Overall survival of the cohort was 96.7% at 15 years and 95.6% at 25 years, with similar survival between TAP and VSR cohorts (P = .22). The TAP cohort had increased incidence of procedural burden at 25 years (TAP 69.8% vs VSR 37.2%; P < .001), with 34.6% undergoing ≥2 reinterventions. The TAP cohort had higher incidence of surgical pulmonary valve replacement at 15 years (TAP 20.7% vs VSR 7.6%; P < .001) and placement of pulmonary artery stents (TAP 20.2% vs VSR 4.9%; P < .001). By contrast, VSR had higher incidence of right ventricular outflow tract (RVOT) reoperation at 15 years (VSR 7.3% vs TAP 3.6%; P = .047).
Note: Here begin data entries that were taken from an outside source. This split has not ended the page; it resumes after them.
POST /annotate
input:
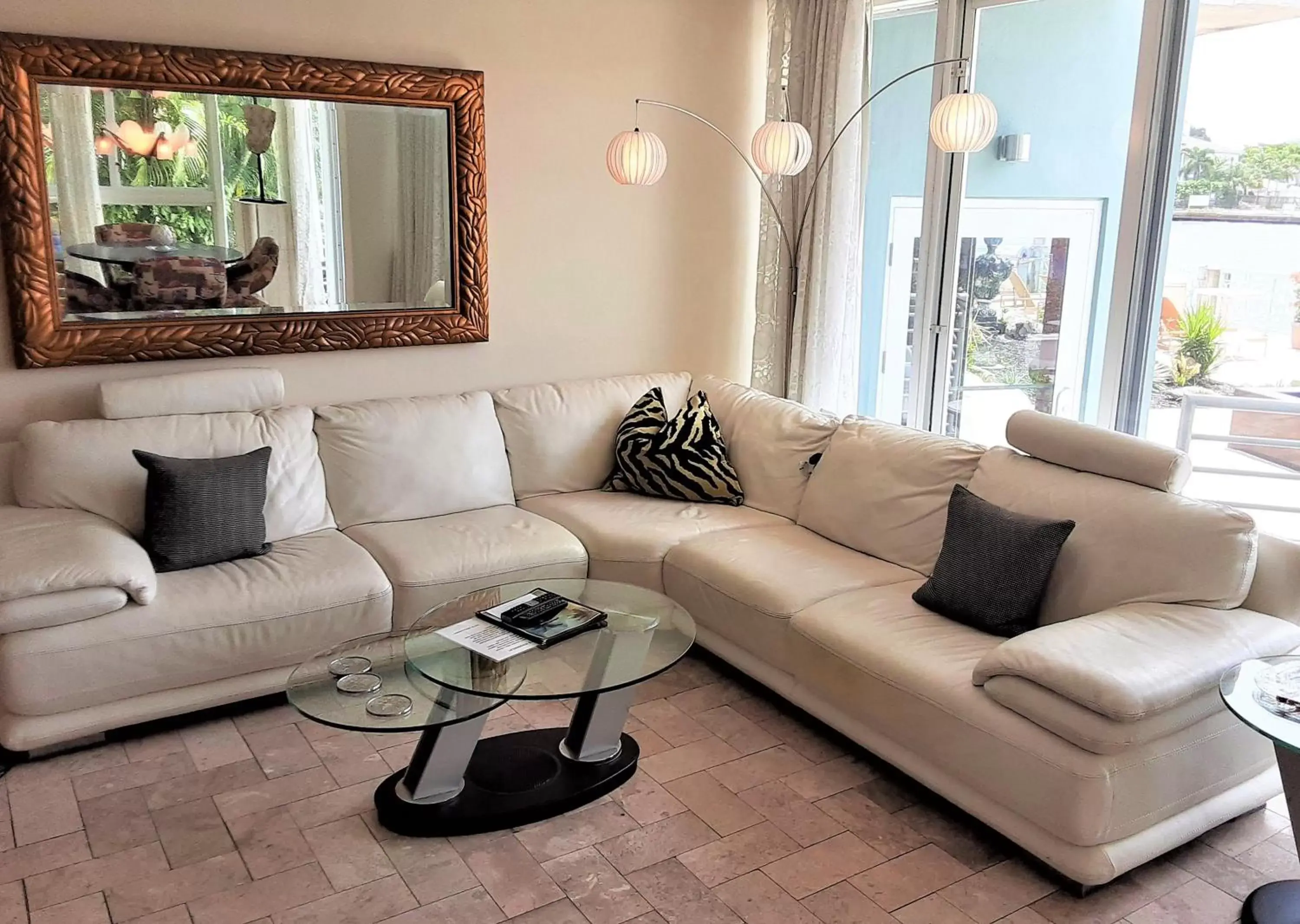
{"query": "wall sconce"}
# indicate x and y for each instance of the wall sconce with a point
(1014, 149)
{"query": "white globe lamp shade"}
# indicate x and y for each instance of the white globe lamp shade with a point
(636, 158)
(782, 149)
(964, 123)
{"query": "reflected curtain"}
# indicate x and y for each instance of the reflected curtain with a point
(821, 50)
(420, 267)
(311, 162)
(76, 171)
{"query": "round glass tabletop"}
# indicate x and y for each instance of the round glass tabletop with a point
(367, 685)
(1248, 692)
(647, 633)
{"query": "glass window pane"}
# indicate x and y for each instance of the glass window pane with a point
(896, 180)
(1229, 320)
(1038, 227)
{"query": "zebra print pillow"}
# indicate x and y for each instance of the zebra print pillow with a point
(680, 459)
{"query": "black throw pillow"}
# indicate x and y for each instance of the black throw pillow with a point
(203, 511)
(680, 459)
(994, 567)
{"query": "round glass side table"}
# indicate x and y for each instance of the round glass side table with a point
(1276, 902)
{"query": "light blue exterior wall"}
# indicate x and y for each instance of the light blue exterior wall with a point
(1061, 71)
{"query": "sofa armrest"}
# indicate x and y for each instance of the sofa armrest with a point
(46, 551)
(1138, 659)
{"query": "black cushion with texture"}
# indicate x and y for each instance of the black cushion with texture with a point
(680, 459)
(205, 511)
(994, 567)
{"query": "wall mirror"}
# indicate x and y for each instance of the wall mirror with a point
(166, 203)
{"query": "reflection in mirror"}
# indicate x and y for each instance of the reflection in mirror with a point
(185, 205)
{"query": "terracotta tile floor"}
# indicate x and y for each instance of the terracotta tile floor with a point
(744, 810)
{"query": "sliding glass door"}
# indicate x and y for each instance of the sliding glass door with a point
(1217, 363)
(999, 266)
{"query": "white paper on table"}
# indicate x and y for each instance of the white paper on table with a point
(488, 640)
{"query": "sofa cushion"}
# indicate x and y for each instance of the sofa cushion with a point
(88, 464)
(561, 436)
(223, 620)
(679, 458)
(627, 536)
(770, 442)
(413, 458)
(1092, 731)
(883, 490)
(8, 453)
(994, 567)
(439, 559)
(745, 585)
(901, 676)
(207, 392)
(1139, 659)
(1130, 543)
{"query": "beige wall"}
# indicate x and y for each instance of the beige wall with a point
(587, 277)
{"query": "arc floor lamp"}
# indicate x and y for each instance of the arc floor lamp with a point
(961, 123)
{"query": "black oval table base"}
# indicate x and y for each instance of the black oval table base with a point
(1273, 904)
(511, 780)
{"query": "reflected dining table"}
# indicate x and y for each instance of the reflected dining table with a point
(129, 255)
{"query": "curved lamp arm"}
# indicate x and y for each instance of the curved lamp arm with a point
(848, 124)
(777, 214)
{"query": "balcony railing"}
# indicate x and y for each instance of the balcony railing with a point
(1187, 435)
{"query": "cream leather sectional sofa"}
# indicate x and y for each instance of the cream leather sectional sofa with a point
(1096, 741)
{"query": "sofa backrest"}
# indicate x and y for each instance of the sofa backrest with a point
(769, 442)
(1130, 545)
(561, 436)
(7, 457)
(413, 458)
(88, 464)
(883, 489)
(207, 392)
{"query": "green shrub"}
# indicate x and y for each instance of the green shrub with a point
(1200, 332)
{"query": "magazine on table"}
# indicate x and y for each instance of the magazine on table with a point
(544, 618)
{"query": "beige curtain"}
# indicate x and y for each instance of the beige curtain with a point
(821, 49)
(422, 263)
(76, 171)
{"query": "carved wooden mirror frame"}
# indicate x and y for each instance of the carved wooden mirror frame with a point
(42, 338)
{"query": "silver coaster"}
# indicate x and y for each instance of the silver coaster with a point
(341, 667)
(359, 683)
(389, 705)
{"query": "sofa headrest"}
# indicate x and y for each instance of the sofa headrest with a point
(208, 392)
(1092, 449)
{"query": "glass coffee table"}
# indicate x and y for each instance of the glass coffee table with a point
(1276, 902)
(462, 784)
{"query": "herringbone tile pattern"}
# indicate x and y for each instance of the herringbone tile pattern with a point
(744, 810)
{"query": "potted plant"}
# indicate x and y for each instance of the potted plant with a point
(1295, 316)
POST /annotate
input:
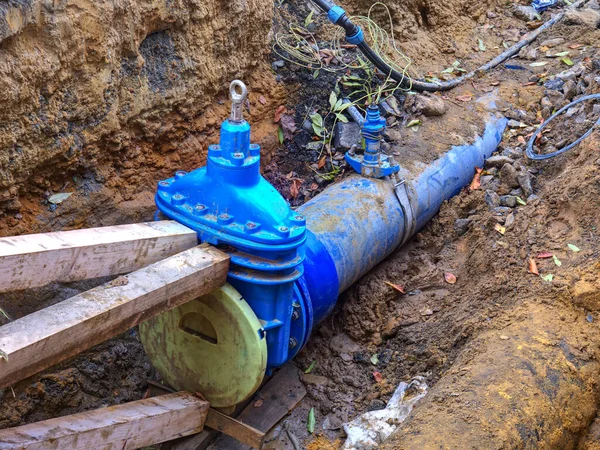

After propensity score matching there was no survival advantage between the VSR and TAP cohorts (Era 2), whereas the need for RVOT reoperation was not different between the 2 cohorts (P = .060).

CONCLUSIONS

The procedural burden remains high following TOF repair. TAP is associated with higher procedural burden in matched and nonmatched cohorts. VSR has increased risk of reoperation for RVOT obstruction only in nonmatched comparisons. Anatomical complexity and surgical repair strategy influence procedural burden following TOF repair.